The bar has been raised.
Heavy Rain proves that A) you can actually do movie style, down to earth drama in videogames, and that B) the videogame part of the equation is valuable.
I have often wondered why there are no adventure games where you would “solve problems” by making decisions and talking with people instead of hunting for suitable items. This is the way you usually solve problems in the real life and by extension, in movies. Heavy Rain proves that it’s possible. You can do meaningful human drama without any fantasy crutches. It’s still a story about a Hollywood-style serial killer, but I can see that Heavy Rain’s character-based drama could work with any type of drama you might expect from the movies. In itself, this is a major breakthrough for videogames.
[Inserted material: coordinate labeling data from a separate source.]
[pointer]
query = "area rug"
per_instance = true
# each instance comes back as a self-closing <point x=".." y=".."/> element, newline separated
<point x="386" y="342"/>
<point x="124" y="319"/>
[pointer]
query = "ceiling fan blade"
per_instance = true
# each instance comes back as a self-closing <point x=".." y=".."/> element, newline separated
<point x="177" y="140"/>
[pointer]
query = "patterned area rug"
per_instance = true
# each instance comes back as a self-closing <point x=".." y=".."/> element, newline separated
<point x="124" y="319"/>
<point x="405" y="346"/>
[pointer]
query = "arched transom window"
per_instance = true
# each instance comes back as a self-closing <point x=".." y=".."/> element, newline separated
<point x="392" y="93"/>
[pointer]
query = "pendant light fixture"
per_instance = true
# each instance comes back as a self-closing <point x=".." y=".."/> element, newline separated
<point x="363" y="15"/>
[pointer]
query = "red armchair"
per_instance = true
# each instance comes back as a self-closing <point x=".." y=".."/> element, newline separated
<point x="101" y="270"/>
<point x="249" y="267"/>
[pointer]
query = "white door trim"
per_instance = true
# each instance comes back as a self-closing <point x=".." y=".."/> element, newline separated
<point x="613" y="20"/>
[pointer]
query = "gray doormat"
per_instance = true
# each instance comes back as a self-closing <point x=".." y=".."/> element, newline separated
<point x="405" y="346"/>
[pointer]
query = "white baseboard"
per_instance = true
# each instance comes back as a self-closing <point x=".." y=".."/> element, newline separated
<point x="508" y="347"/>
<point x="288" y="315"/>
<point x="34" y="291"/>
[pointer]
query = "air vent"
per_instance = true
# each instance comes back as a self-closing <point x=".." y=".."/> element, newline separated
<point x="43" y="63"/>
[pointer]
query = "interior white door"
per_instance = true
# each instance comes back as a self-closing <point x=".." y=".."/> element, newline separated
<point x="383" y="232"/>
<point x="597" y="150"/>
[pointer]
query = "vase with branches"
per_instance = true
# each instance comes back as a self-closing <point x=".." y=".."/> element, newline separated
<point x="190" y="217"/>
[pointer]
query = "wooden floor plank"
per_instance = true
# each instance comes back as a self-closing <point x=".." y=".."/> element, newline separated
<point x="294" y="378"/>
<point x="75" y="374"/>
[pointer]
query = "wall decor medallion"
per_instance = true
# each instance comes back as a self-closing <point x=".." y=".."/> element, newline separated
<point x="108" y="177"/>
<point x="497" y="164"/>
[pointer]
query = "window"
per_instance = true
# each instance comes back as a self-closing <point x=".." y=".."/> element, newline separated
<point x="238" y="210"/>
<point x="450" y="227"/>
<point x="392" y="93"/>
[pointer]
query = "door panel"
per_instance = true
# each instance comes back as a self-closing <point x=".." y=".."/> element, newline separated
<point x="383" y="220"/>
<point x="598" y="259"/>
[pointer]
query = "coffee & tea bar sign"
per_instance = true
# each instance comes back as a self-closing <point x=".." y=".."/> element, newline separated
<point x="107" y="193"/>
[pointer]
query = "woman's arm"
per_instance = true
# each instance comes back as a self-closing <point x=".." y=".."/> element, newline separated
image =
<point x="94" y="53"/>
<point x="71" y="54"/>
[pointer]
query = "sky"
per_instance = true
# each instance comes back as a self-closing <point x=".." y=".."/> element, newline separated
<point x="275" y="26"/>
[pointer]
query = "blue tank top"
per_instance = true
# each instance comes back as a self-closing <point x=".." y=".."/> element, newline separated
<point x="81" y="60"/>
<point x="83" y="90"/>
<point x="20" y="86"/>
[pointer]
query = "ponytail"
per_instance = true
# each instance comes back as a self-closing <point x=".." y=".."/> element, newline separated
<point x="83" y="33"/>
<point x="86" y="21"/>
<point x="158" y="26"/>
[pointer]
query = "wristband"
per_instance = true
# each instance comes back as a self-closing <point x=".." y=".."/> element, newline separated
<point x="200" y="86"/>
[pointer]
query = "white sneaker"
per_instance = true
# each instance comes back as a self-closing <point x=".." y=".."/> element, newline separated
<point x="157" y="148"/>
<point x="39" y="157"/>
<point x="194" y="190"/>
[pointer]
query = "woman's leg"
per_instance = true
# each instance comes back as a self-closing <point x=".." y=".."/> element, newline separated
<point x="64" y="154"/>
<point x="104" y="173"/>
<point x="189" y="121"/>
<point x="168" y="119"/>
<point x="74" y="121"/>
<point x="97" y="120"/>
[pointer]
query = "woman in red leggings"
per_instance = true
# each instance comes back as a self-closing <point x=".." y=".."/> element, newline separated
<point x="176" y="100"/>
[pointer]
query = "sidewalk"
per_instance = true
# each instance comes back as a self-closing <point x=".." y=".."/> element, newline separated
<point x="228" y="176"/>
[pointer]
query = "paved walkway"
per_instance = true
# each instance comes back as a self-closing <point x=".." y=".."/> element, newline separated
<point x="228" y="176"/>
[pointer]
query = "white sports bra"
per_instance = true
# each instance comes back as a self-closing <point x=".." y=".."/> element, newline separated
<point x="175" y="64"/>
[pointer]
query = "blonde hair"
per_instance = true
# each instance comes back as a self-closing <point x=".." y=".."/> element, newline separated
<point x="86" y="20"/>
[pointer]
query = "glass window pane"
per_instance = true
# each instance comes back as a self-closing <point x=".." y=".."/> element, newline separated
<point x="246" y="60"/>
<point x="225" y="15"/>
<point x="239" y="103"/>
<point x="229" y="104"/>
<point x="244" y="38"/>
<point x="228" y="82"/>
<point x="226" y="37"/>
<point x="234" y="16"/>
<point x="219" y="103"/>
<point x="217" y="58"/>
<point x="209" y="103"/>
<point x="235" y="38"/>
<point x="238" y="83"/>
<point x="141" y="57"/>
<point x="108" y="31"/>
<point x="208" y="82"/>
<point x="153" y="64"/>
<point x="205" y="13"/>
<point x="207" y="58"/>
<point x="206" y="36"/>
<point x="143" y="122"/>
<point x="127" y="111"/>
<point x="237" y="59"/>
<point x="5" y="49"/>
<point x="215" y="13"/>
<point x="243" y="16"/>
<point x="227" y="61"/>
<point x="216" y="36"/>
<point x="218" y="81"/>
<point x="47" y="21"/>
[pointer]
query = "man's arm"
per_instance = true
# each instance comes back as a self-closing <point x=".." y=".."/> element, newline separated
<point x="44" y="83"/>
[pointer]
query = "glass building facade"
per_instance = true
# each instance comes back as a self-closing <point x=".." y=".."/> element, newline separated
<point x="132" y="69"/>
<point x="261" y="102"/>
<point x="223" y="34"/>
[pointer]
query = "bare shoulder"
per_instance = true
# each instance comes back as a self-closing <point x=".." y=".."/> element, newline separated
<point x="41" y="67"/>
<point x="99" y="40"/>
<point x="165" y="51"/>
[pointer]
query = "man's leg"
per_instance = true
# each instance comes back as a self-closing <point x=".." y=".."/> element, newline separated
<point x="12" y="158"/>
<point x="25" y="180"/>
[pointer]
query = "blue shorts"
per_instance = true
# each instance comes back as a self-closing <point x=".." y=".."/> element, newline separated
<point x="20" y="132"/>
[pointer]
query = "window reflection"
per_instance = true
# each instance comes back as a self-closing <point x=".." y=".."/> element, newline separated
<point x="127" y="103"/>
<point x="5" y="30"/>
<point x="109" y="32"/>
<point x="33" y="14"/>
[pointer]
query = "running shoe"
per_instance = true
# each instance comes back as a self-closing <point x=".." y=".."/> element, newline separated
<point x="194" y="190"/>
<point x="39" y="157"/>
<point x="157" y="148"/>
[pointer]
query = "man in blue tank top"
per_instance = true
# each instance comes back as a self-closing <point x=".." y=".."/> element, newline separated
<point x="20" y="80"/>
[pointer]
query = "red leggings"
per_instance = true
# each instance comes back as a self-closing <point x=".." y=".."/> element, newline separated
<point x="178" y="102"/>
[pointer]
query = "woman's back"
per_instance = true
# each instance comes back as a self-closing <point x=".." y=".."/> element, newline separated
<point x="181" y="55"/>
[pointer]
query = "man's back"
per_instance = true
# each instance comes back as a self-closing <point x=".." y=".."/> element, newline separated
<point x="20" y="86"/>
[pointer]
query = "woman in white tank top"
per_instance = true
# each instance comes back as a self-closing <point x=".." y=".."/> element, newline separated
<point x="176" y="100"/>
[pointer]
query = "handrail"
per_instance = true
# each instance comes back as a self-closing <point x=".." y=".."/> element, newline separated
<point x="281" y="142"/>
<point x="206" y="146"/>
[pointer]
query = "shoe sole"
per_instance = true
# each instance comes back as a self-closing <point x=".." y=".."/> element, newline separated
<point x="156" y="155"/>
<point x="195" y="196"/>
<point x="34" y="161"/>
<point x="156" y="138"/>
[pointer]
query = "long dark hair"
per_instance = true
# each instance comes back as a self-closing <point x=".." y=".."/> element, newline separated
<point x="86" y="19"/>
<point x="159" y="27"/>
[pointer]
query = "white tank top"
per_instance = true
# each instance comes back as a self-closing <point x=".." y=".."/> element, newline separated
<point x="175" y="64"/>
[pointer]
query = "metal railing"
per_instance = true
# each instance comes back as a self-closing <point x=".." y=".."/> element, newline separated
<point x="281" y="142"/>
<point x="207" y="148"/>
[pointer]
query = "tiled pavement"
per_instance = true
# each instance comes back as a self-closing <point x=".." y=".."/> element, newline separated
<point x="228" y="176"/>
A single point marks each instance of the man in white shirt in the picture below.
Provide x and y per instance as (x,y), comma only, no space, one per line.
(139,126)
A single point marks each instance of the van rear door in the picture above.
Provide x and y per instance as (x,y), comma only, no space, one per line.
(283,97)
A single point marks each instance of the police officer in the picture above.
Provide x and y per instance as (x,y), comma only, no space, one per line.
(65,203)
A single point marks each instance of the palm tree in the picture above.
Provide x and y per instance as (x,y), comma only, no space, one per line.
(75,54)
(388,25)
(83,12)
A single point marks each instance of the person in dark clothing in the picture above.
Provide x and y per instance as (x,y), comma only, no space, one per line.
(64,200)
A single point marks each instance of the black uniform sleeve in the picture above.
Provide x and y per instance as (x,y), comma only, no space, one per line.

Some have said that Heavy Rain could just do without the player controls, as it can feel like you’re just going through the motions of “controlling” the characters. First, this is false as the story can and does take different turns based on your actions and second, it’s all in your head. If you decide that this is something you’re not interested in, well, then changing the baby’s diaper or sitting at a table, depressed, are unlikely to provide you with anything you might enjoy. If you do buy into the drama and go under the skin of the lead characters, you’ll find a very, very engaging experience. I found the many tense scenes in Heavy Rain far more engaging, more exciting, more scary than anything I can recall from other games.
Going through the motions of controlling these often very mundane things the characters do, like turning door knobs, brushing your teeth, deciding to take another drink, and so on, really makes you relate to the characters and immerse (yes, there’s that word) yourself in the story. This makes the admittedly very barebones, if competently told, Hollywood story much more interesting than what it would be, seen as a movie.
Also the whole notion of “movie-like” games has been now validated. Done properly, cinematography rules work in a game context. No other game has taken these nearly as close to heart as Heavy Rain, and it’s much better for it. Lots of points for the courage to throw videogame plot exposition conventions out of the window, as well. The story often cuts to a new scene without lingering and lets the audience fill in the blanks. It all feels very natural.
Heavy Rain is one of the very few games I would call mature. Can I please have more? I am only worried that we have to wait until Quantic Dream’s next game before we see the envelope pushed even further. I hope that the sales convince publishers that more mature games for increasingly mature audiences are warranted.